Example 3 and 4 show the advantage that V has on the thermal properties compared to prior art inserts. Examples 4 and 5 show that the flank wear resistance is as good, or even better, than the commercially available alloys.

Claims

1. Coated cutting tool insert consisting of a cemented carbide substrate and a coating, said substrate comprising WC, binder phase and cubic phase with a binder phase enriched surface zone essentially free of cubic phase, wherein the substrate comprises 3-20 wt % cobalt, 1-15 wt-% vanadium, <1 wt-% titanium, other cubic phase forming elements from the groups 4a and/or 5a than vanadium and titanium in such an amount that the total amount of elements from groups 4a and/or 5a added being 1-15 wt-% and 70-92wt-% WC with a sintered average WC grain size larger than 1.5 μm.

2. Coated cutting tool insert according to claim 1, wherein the substrate comprises 4-15 wt % cobalt.

3. Coated cutting tool insert according to claim 2, wherein the substrate comprises 5-13 wt % cobalt.

4. Coated cutting tool insert according to claim 1, wherein the substrate comprises 2-8 wt-% vanadium.

5. Coated cutting tool insert according to claim 1, wherein the total sum of vanadium and other cubic carbide formers from the groups 4a and 5a added is 2-10 wt-%.

6. Coated cutting tool insert according to claim 1, wherein the substrate comprises 75-90 wt % WC.

7. Coated cutting tool insert according to any of the claim 1, wherein the substrate comprises <4 wt-% niobium and <10 wt-% tantalum.

8. Coated cutting tool according to claim 1, wherein the substrate comprises, 4-15 wt % cobalt, 0.2-10 wt-% vanadium, 0.2-6 wt-% tantalum, the total sum of vanadium, tantalum, niobium, hafnium added is 2-10 wt-% and balanced with 70-95 wt % WC.

9. Coated cutting tool according to, wherein a depth of the binder phase enriched surface zone is less than 50 μm.

10. Coated cutting tool according to, wherein the binder phase is alloyed corresponding to a CW-ratio of 0.78-0.95.

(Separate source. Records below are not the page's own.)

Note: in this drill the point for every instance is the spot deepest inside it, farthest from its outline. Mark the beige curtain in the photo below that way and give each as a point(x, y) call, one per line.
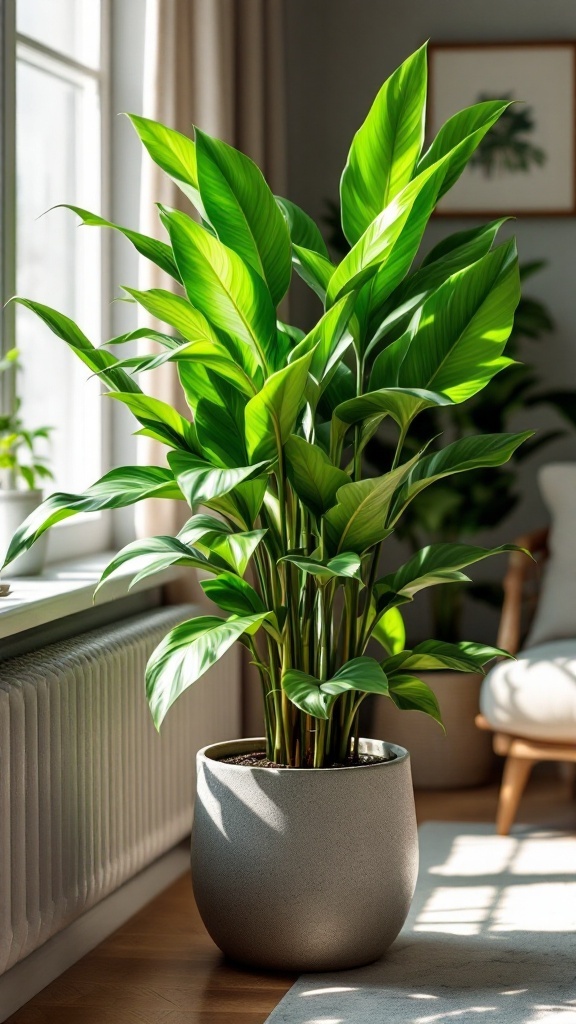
point(218, 65)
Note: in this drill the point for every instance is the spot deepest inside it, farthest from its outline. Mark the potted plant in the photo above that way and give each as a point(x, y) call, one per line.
point(22, 468)
point(304, 844)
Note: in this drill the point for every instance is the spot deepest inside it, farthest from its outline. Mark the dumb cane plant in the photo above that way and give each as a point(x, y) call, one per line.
point(270, 461)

11. Method of making a coated cutting tool insert consisting of a cemented carbide substrate and a coating, said substrate comprising WC, binder phase and cubic phase with a binder phase enriched surface zone essentially free of cubic phase, the method comprising:

providing a powder mixture with a composition comprising 3-20 wt % cobalt, 70-92 wt-% WC, 1-15 wt-% vanadium as carbide, nitride or carbonitride, and as carbide <1 wt-% titanium, other cubic phase forming elements from the groups 4a and/or 5a than vanadium and titanium in such an amount that the total amount of elements from groups 4a and/or 5a added being 1-15 wt-1%,

compacting said powder mixture to bodies of desired shape and dimension,

sintering said bodies in nitrogen, partly in nitrogen or vacuum or inert atmosphere, to form cutting tool inserts with the desired binder phase enriched surface zone and desired CW-ratio, and

providing the bodies with a wear resistant coating optionally with aftertreatments.

11. Method of making a coated cutting insert according to claim 10, wherein aftertreatments include brushing and blasting.

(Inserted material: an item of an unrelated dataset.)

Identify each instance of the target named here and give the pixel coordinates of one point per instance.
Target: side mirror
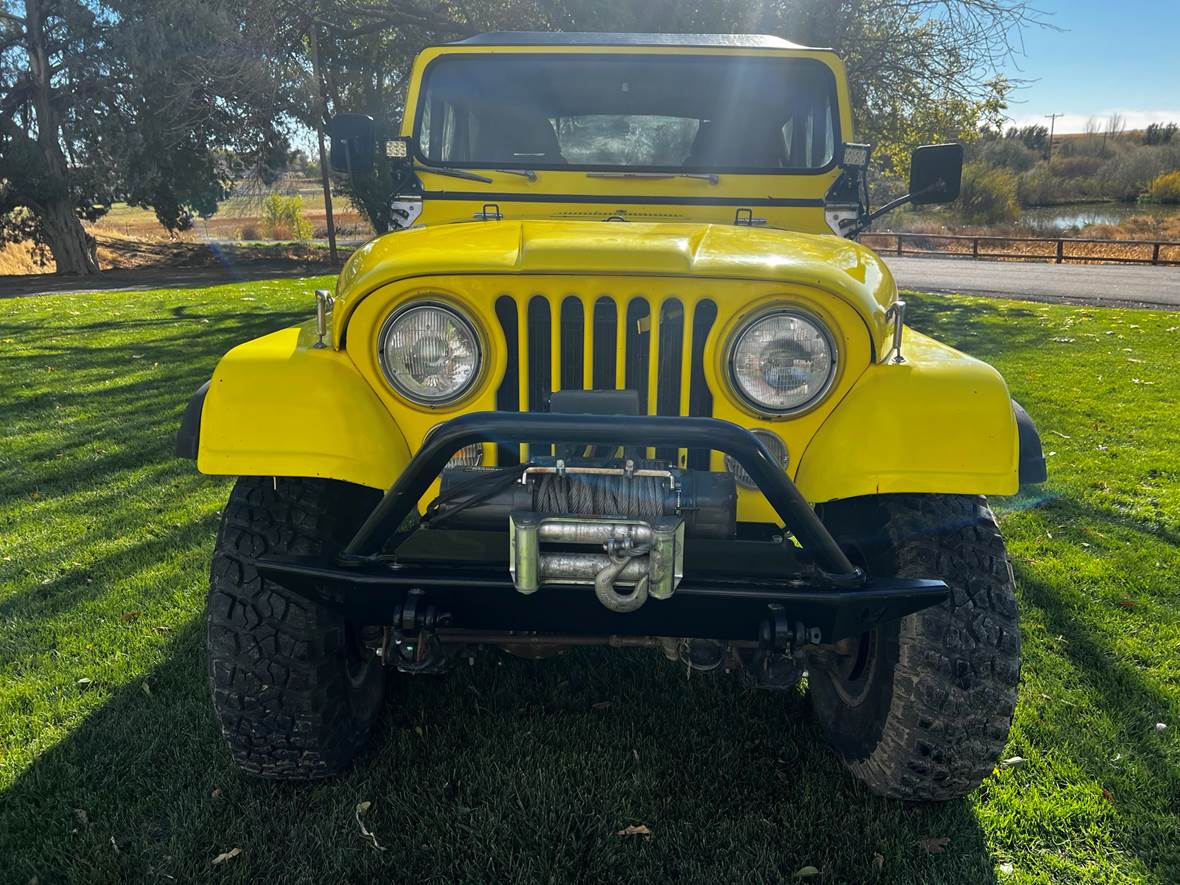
(936, 172)
(353, 143)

12. Coated cutting tool insert according to claim 7, wherein the substrate comprises 0.2-3 wt-% niobium.

13. Coated cutting tool insert according to claim 7, wherein the substrate comprises <10 wt-% tantalum.

14. Coated cutting tool insert according to claim 9, wherein the depth of the binder phase enriched surface zone is 10-35 μm.

15. Coated cutting tool insert according to claim 10, wherein the CW-ratio is 0.80-0.92.